Tropical Forests are Crucial to Managing our Climate: Deborah Lawrence Speaks with the National Climate Seminar

Tropical Forests are Crucial to Managing our Climate: Deborah Lawrence Speaks with the National Climate Seminar

Dr. Deborah Lawrence

Tropical forests have a lot to offer: the richest concentration of biodiversity on the planet, a home for indigenous peoples, and the plants that are used to create many modern pharmaceuticals. In negotiations leading up to the UN Paris Climate Agreement, tropical forests were also formally recognized for their key role in fighting climate change.

Dr. Deborah Lawrence, professor of Environmental Science at the University of Virginia and an expert on global climate modeling, joined the National Climate Seminar to discuss how tropical forests regulate our climate.
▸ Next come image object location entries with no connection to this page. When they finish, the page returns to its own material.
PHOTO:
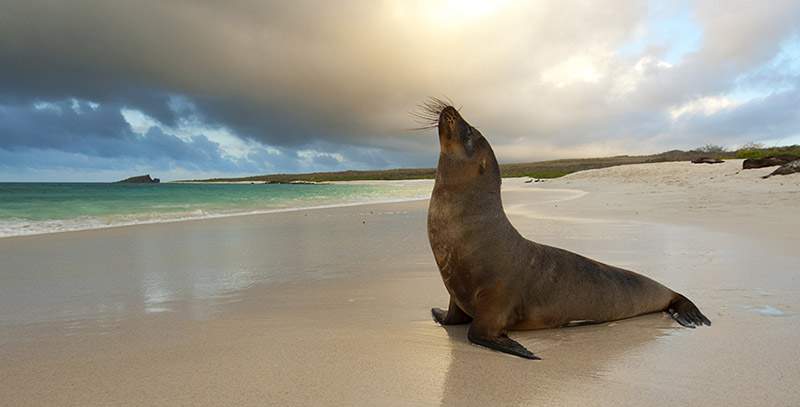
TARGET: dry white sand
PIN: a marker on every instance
(331, 306)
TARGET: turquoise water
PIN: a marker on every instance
(31, 208)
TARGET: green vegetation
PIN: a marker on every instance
(758, 151)
(542, 169)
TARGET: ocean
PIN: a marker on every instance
(35, 208)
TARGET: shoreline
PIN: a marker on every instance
(235, 310)
(215, 216)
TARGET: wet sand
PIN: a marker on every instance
(331, 306)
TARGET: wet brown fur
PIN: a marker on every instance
(500, 281)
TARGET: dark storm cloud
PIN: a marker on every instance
(541, 79)
(100, 131)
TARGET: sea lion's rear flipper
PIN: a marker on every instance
(686, 313)
(453, 316)
(501, 343)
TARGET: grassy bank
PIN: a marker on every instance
(761, 152)
(541, 169)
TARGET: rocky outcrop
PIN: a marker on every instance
(707, 160)
(770, 161)
(786, 169)
(141, 179)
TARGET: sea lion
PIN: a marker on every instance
(500, 281)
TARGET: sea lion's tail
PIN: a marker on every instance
(686, 313)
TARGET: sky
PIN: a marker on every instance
(101, 90)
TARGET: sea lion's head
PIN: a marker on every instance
(457, 138)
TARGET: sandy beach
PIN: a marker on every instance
(332, 306)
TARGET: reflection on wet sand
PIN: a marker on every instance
(571, 357)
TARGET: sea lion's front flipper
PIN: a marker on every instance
(686, 313)
(453, 316)
(500, 342)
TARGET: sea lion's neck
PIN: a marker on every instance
(469, 182)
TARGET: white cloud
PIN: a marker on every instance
(707, 106)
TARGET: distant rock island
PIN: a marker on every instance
(141, 179)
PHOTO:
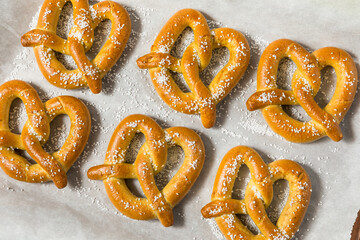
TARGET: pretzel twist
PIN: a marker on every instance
(258, 196)
(45, 42)
(36, 132)
(197, 56)
(150, 160)
(305, 85)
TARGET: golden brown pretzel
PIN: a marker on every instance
(150, 160)
(305, 85)
(36, 132)
(196, 57)
(80, 39)
(258, 196)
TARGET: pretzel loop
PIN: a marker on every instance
(158, 203)
(36, 132)
(258, 196)
(80, 39)
(201, 99)
(305, 85)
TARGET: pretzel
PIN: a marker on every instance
(305, 85)
(196, 58)
(258, 196)
(355, 233)
(81, 37)
(36, 132)
(150, 160)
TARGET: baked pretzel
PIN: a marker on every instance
(196, 58)
(305, 85)
(258, 196)
(150, 160)
(80, 39)
(36, 132)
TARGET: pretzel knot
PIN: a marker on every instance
(150, 160)
(258, 196)
(36, 132)
(305, 85)
(197, 56)
(80, 39)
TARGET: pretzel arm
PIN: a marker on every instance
(55, 170)
(261, 99)
(155, 59)
(218, 208)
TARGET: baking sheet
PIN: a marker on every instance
(83, 211)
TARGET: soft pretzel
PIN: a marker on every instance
(305, 85)
(258, 196)
(196, 57)
(36, 132)
(150, 160)
(80, 39)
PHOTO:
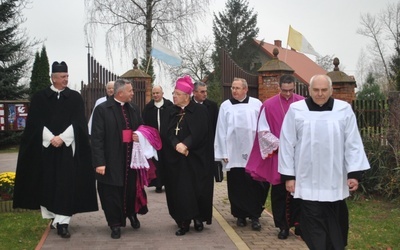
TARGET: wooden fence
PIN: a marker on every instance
(372, 116)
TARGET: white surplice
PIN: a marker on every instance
(235, 132)
(320, 149)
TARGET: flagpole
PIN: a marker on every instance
(287, 44)
(148, 64)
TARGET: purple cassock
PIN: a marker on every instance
(263, 161)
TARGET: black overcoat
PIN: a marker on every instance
(55, 178)
(107, 146)
(188, 177)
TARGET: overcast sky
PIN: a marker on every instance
(329, 26)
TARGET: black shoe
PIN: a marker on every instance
(135, 223)
(283, 234)
(255, 225)
(198, 225)
(51, 224)
(297, 230)
(115, 232)
(241, 222)
(62, 230)
(182, 231)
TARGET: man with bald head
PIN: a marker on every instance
(153, 114)
(321, 158)
(110, 92)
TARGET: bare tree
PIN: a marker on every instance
(131, 25)
(197, 61)
(384, 31)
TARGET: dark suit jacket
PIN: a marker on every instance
(107, 145)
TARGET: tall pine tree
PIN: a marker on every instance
(40, 72)
(234, 30)
(370, 90)
(11, 44)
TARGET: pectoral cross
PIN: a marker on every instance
(179, 122)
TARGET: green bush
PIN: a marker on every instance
(383, 178)
(10, 138)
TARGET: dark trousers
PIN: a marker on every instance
(285, 209)
(247, 196)
(324, 225)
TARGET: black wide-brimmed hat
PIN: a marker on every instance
(59, 67)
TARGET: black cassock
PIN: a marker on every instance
(188, 180)
(53, 177)
(149, 115)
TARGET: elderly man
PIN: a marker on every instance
(236, 129)
(54, 170)
(263, 162)
(186, 144)
(321, 157)
(200, 96)
(109, 92)
(153, 114)
(112, 139)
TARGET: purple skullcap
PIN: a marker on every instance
(185, 84)
(57, 67)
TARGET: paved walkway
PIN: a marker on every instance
(90, 231)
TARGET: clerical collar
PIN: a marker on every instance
(312, 106)
(159, 104)
(234, 101)
(196, 100)
(122, 103)
(55, 89)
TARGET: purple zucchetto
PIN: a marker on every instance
(57, 67)
(185, 84)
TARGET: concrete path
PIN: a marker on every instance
(90, 231)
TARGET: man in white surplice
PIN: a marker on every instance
(236, 129)
(322, 158)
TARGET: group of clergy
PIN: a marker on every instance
(309, 151)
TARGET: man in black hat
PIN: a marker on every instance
(54, 170)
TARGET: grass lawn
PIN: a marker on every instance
(374, 224)
(21, 230)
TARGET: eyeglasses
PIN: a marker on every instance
(178, 94)
(287, 91)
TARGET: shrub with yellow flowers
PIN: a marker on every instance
(7, 180)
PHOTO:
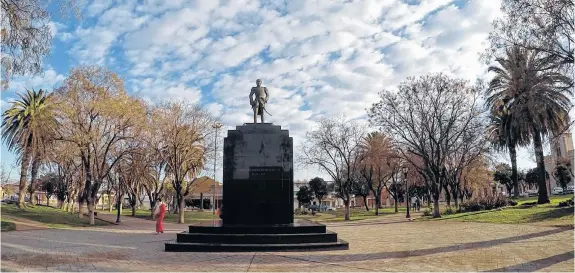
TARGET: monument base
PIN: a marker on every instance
(302, 235)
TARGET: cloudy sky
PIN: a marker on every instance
(316, 57)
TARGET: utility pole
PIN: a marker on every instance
(216, 126)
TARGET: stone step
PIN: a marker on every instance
(264, 229)
(210, 247)
(300, 238)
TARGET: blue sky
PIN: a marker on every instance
(316, 57)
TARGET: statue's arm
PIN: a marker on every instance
(251, 93)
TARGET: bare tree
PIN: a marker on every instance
(334, 147)
(428, 117)
(26, 35)
(544, 25)
(155, 174)
(101, 120)
(377, 151)
(186, 129)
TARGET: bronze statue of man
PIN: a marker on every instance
(259, 102)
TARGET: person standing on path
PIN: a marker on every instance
(160, 213)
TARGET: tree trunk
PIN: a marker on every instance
(513, 156)
(23, 176)
(455, 201)
(91, 204)
(119, 207)
(177, 205)
(447, 195)
(436, 207)
(110, 202)
(543, 197)
(346, 203)
(201, 201)
(181, 203)
(152, 206)
(80, 207)
(33, 175)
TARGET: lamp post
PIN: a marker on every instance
(405, 170)
(216, 126)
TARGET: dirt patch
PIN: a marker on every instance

Hear her complete talk online here.

 

The root of the issue: Forests regulate the local climate

Forests have a big impact on climatic factors across the surrounding landscape. They serve as windbreaks, absorb sunlight and provide shade, and slow the movement of water out of the region. All of these services are important to agriculture in the tropics, and excessive deforestation could lead to lower crop yields in the near future. Dr. Lawrence uses computer models to examine how forest clearing affects the surrounding landscape. Her research highlights the importance of tropical forests in maintaining local water cycles.
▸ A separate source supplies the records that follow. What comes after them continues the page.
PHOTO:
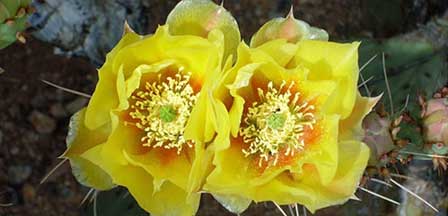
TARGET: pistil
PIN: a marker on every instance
(276, 123)
(162, 110)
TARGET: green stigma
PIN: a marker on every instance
(167, 113)
(276, 120)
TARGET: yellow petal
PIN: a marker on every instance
(326, 160)
(332, 61)
(79, 140)
(165, 164)
(352, 162)
(168, 200)
(233, 203)
(278, 50)
(104, 97)
(89, 174)
(308, 190)
(194, 53)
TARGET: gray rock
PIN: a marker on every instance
(87, 28)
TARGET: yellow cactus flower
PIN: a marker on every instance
(295, 118)
(137, 130)
(148, 124)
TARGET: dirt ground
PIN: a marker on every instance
(34, 116)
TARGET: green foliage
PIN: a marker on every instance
(116, 202)
(413, 67)
(13, 19)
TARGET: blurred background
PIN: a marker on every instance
(67, 40)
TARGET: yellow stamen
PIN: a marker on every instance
(162, 110)
(277, 121)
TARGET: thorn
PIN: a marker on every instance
(297, 209)
(406, 103)
(414, 194)
(291, 13)
(86, 196)
(364, 82)
(280, 209)
(380, 182)
(387, 86)
(52, 171)
(20, 37)
(66, 89)
(367, 63)
(95, 197)
(379, 195)
(127, 29)
(290, 210)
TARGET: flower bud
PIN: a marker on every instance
(200, 17)
(290, 29)
(377, 136)
(435, 121)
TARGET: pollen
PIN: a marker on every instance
(276, 124)
(161, 109)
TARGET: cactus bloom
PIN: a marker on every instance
(295, 118)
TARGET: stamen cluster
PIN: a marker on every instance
(162, 110)
(277, 122)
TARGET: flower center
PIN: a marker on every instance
(277, 122)
(162, 110)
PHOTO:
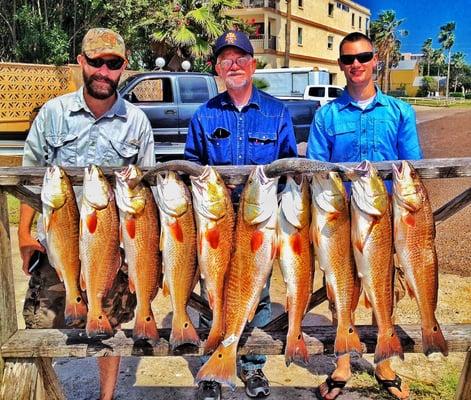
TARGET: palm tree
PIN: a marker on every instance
(427, 52)
(384, 33)
(447, 39)
(458, 62)
(188, 28)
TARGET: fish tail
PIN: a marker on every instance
(433, 340)
(75, 313)
(221, 366)
(98, 326)
(388, 346)
(296, 349)
(183, 331)
(145, 327)
(347, 340)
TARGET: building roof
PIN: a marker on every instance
(406, 65)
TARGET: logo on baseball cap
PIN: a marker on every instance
(101, 41)
(235, 39)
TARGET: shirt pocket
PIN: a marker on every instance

Tropical forest creates thick layers of water vapor that eventually become nearby rainfall. Photo courtesy of Michael Cory, Wikimedia Commons.

Complex networks of tree roots keep water in the soil longer. As trees take up water through their roots and release it through their leaves, they increase the amount of water vapor in the air, which cools the area and causes rainfall across the surrounding landscape.

Climate models show that clearing tropical forests will reduce rainfall and cause a shift in rain patterns across both time and space. Many of the crops we depend on are vulnerable to this type of shift in rainfall, which means our future food security could be at risk.

Dr. Lawrence’s models demonstrate that a small forest clearing can actually increase rainfall for nearby cropland, but that this effect disappears quickly as the size of the clearing increases. And those clearings are definitely increasing. Forests are now being cleared at an astonishing rate—more than 80,000 acres are destroyed and another 80,000 acres are seriously damaged every day. The result will be a massive shift in rainfall patterns at every scale, from local to global.

 

Branching out: How forests regulate climate on a global scale

Photosynthesis drives forest growth. Through this process, plants use the sun’s energy to transform carbon from the atmosphere into the complex carbon-based sugars that they use to grow. Tropical forests are dense concentrations of large plants all photosynthesizing at once, taking large amounts of carbon out of the atmosphere and storing it as wood, leaves, and even dead matter that stays behind in the soil.

Tropical forests are rapidly being cleared to create farms and grazing land. The climate change implications are enormous. Photo courtesy of Rainforest Action Network on Flickr.

When tropical forests are cleared to make room for agricultural land, the process is rapidly reversed and all of that stored carbon is released. Today, tropical deforestation is responsible for 10% of human-caused greenhouse gas emissions.

This could look bleak, but instead Dr. Lawrence sees hope. Tropical deforestation and degradation may be causing 10% of our global climate crisis, but with proper care, these same forests could become up to 30% of the solution. By managing and conserving tropical forests, we can ensure that high rates of photosynthesis and the accompanying carbon storage continue into the future. This is especially important because greenhouse gas emissions have been so high for the past century that we can’t fight climate change just by reducing carbon pollution.

The only way to keep climate change under control is to reverse the process by taking carbon back out of the atmosphere. Tropical forest trees are the best tool for the job.